Born in San Diego on Nov. 23, 1926, Riddell grew up in a family in which
children were encouraged to speak their minds. Her father was a judge, and
her mother was a radical who edited a Jewish newspaper.
In the late 1940s and early '50s, Riddell studied at UCLA, where she earned a
bachelor's degree in psychology and a master's in social work. She opened
a psychotherapy practice in 1959.
Married at 18, Riddell left her husband in the mid-'50s and, despite the
repressiveness of the era, came out as a lesbian. When the gay rights
movement emerged after the Stonewall riots in New York City in 1969, she became
a political activist.
Through her work at what was then called the Los Angeles Gay Community Services
Center, she met psychotherapist Betty Berzon, who, in 1976, invited Riddell to
help her start a support group for lesbians. It began as an offshoot of
the Whitman-Radclyffe Foundation, a Northern California-based activist
organization. Finding little support for their interests in a group
dominated by gay men, the women soon broke away and formed Southern California
Women for Understanding.
Riddell and Berzon, who died in 2006, wanted to reach out to successful career
women like themselves. This focus was revolutionary, according to
historians Lillian Faderman and Stuart Timmons in their book "Gay L.A.," because
"a formally established social group made up exclusively of upper-middle-class
lesbians had ... never yet existed."
Most of the women who joined the group were not openly homosexual. Taking
their fears of exposure into account, Riddell and Berzon chose a name for the
organization that avoided gay connotations. They held high-toned events,
such as poolside champagne brunches and dance cruises, an approach that
attracted what Faderman and Timmons described as "the most careful and closeted
women" who were curious to meet other "A-list lesbians."
The group developed an elitist image, but by the early 1980s it had more than
1,000 members and chapters throughout Southern California.
"We knew there was a tremendous, untapped pool of energy and talent among
lesbians, particularly those who had achieved a level of success in their
careers," Riddell wrote in an article published in 1999. "These women
tended to be very isolated and closeted, and we realized our first goal would be
to provide a safe environment."
Southern California Women for Understanding also engaged in political action,
playing an important role in the defeat of the anti-gay Proposition 6, also
called the Briggs initiative, in 1978. The group invited politicians,
civic and religious leaders and journalists to the Century Plaza Hotel for a
series of cocktail parties called "Receptions for Understanding," where polished
and accomplished lesbians -- including two active Army officers -- discussed the
threats posed by the initiative, which called for banning gays and lesbians from
teaching in public schools.
The initiative lost by a large margin.
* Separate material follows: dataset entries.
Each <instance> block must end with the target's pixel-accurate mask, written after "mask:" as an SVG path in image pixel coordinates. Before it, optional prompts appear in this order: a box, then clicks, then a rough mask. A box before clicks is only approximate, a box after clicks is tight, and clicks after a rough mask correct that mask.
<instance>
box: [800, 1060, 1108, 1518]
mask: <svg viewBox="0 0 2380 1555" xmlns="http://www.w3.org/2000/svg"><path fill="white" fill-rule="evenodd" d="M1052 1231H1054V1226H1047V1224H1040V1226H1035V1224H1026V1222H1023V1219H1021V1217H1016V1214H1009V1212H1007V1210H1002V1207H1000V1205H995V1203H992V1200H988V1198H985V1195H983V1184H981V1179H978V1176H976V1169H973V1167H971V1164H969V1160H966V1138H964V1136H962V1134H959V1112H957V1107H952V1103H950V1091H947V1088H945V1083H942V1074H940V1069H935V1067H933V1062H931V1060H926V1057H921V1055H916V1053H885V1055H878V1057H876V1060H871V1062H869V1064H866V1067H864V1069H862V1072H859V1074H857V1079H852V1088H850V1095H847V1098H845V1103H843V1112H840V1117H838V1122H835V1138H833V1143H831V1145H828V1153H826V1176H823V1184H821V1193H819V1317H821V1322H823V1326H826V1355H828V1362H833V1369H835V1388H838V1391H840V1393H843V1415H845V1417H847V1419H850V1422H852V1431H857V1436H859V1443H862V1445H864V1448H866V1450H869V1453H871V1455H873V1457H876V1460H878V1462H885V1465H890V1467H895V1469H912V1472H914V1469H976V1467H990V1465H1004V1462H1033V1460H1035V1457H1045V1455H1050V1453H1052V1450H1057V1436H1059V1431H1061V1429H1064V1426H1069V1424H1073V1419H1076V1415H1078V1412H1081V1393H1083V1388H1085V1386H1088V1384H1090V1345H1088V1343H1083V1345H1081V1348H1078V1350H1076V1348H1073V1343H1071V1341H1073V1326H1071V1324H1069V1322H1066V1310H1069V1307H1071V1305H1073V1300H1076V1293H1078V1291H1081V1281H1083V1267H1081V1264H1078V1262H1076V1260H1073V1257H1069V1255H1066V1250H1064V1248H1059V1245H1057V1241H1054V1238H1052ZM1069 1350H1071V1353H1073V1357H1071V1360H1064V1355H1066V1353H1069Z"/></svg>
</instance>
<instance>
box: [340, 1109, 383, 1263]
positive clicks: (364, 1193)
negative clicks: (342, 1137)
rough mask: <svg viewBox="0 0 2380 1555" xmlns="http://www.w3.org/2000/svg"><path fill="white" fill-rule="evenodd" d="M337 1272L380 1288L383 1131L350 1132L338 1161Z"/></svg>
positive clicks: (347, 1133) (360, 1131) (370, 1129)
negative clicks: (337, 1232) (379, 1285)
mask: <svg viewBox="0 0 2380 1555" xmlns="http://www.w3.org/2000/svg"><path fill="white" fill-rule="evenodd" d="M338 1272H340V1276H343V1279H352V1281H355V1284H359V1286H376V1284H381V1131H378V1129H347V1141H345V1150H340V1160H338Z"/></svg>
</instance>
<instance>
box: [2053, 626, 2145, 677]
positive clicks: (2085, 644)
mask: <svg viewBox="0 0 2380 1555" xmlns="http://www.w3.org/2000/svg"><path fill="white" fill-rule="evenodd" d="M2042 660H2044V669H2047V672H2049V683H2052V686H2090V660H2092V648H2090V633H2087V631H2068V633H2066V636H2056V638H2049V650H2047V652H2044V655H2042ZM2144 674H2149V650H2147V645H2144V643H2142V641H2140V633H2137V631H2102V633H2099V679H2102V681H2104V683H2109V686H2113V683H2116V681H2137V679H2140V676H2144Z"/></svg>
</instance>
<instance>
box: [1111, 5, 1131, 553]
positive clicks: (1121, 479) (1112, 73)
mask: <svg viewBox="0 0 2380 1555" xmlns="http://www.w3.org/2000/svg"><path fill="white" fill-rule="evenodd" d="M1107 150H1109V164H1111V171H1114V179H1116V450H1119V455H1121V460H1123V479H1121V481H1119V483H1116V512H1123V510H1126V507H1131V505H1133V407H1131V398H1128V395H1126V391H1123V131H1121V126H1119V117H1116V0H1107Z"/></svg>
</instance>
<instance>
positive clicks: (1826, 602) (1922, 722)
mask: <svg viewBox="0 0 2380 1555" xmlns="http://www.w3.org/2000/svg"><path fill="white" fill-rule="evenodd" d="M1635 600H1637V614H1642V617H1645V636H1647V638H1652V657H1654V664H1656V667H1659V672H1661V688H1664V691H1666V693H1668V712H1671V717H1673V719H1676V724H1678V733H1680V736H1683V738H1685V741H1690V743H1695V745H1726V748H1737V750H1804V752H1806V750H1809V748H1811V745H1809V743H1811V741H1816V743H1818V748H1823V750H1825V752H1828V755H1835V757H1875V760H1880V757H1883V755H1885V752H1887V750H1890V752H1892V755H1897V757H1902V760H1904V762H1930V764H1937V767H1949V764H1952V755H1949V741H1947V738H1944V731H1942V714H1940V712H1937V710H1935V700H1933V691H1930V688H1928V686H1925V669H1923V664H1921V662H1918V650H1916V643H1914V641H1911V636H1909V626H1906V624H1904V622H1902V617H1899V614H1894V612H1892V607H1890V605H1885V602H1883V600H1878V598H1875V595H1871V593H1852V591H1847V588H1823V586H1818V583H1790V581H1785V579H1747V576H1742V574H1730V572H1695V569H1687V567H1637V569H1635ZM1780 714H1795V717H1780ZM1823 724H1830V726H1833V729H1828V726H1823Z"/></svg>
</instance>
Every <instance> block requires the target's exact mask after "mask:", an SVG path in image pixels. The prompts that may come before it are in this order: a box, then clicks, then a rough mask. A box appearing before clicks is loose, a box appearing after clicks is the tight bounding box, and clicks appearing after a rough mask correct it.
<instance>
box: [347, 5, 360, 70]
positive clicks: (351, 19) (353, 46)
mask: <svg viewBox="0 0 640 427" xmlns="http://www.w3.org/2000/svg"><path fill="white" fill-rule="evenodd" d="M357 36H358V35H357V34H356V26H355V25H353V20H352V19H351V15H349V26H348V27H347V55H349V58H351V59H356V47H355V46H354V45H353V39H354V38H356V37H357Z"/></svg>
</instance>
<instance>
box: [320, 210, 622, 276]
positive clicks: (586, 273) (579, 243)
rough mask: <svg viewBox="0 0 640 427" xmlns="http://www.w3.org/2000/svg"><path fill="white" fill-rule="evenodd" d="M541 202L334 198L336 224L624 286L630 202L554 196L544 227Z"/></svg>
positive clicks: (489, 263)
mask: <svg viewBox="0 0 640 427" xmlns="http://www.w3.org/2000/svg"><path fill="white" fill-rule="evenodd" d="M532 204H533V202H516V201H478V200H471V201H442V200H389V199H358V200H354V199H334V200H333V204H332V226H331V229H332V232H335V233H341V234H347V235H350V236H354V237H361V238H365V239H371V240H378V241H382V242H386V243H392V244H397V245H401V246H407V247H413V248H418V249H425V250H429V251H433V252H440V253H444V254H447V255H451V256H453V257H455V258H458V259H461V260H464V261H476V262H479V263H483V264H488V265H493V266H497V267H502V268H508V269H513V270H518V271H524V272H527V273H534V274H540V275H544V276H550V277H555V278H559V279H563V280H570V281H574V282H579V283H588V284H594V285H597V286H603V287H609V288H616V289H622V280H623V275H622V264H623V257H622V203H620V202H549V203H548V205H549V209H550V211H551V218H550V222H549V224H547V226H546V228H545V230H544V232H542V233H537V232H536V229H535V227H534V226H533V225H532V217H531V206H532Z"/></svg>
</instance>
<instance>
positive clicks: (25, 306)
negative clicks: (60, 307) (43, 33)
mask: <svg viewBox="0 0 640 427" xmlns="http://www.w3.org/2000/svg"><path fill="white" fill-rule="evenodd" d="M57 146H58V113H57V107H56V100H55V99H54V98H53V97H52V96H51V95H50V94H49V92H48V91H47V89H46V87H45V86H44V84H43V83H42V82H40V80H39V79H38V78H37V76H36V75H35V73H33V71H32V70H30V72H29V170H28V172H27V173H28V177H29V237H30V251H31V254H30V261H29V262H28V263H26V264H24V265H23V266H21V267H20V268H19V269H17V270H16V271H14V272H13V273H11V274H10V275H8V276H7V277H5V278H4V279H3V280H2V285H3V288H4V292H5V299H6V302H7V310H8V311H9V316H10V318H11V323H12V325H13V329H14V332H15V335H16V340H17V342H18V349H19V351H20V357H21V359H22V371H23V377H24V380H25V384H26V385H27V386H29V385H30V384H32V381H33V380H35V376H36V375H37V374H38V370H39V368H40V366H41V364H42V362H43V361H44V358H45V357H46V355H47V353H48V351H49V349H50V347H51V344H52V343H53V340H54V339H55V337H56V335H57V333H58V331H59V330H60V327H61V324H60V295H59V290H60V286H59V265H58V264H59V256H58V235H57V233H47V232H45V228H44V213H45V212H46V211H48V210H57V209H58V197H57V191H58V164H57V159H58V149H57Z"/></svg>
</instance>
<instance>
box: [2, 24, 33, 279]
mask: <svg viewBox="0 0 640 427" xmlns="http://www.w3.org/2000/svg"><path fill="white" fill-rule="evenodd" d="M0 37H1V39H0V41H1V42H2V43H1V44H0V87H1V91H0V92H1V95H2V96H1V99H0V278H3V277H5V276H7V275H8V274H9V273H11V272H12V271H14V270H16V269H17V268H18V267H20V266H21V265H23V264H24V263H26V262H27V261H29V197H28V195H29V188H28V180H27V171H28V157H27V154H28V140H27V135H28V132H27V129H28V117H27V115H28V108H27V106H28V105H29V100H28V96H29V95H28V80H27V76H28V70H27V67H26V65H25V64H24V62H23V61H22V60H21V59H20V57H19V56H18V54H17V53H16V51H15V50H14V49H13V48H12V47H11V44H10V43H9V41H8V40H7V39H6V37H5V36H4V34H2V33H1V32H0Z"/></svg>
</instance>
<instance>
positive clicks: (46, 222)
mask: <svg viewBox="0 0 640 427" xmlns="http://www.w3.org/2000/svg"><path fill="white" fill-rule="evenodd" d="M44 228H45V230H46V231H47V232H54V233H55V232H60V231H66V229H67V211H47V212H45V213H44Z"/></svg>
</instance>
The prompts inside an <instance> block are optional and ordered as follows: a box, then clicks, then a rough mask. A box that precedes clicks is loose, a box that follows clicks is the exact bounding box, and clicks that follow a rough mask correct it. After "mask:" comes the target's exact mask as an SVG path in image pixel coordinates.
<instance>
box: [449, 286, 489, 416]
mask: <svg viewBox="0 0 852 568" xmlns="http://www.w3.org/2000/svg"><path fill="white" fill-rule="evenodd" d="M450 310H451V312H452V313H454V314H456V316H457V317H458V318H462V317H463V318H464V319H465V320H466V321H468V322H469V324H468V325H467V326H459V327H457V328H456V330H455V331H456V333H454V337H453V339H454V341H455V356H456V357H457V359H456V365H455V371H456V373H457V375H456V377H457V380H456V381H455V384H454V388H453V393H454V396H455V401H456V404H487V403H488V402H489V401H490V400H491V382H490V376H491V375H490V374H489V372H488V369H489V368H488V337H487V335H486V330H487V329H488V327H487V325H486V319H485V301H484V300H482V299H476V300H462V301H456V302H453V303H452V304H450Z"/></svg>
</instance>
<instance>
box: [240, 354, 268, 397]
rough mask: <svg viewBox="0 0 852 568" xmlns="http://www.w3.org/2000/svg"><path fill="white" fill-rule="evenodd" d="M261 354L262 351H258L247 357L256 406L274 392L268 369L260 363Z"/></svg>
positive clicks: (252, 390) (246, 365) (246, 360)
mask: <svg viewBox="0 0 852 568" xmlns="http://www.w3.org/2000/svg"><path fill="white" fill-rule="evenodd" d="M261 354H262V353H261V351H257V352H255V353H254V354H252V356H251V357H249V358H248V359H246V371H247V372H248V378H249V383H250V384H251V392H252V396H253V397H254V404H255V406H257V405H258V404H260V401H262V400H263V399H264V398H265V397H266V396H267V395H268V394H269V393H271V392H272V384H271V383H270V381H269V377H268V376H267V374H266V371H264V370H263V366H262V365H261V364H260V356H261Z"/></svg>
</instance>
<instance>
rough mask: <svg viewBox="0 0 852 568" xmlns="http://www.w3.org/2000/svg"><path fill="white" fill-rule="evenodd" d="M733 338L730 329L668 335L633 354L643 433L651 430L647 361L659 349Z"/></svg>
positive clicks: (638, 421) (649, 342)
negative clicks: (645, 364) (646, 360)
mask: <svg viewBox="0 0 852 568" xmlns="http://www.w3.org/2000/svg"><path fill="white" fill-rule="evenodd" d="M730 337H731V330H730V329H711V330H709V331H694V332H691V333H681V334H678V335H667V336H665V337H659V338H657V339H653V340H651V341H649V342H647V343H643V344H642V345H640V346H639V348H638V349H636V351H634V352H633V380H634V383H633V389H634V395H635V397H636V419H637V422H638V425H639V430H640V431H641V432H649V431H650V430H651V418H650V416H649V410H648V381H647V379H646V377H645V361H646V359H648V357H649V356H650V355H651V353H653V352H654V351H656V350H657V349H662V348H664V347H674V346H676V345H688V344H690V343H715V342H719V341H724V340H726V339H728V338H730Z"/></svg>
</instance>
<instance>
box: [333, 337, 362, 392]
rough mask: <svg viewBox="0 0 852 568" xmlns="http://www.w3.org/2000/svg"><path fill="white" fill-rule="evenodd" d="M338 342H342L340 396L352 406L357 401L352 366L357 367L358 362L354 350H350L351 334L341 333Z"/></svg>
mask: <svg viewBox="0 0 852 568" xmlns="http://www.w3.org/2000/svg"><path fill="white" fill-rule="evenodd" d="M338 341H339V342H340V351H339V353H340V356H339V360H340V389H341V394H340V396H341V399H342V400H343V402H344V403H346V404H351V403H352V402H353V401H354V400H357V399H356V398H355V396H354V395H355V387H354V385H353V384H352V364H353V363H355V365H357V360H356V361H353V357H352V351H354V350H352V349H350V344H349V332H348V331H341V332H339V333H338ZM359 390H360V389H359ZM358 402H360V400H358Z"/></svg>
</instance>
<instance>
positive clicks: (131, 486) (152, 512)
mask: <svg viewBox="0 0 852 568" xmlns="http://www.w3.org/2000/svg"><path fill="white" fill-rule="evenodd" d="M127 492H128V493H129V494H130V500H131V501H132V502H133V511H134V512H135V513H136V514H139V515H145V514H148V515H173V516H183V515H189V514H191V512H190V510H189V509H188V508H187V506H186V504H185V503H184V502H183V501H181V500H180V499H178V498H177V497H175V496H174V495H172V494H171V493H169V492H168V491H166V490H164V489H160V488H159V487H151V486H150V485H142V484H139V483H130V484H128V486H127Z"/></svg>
Riddell said years later that one
of the most rewarding results of the anti-Briggs effort was earning the support
of a prominent Roman Catholic nun who took a visible role in the "No on 6"
campaign.
Riddell is survived by a niece, two nephews and a great-nephew. A memorial
service will be held April 20 from 2 to 4 p.m. at the Los Angeles Gay & Lesbian
Center, 1125 N. McCadden Place, Hollywood.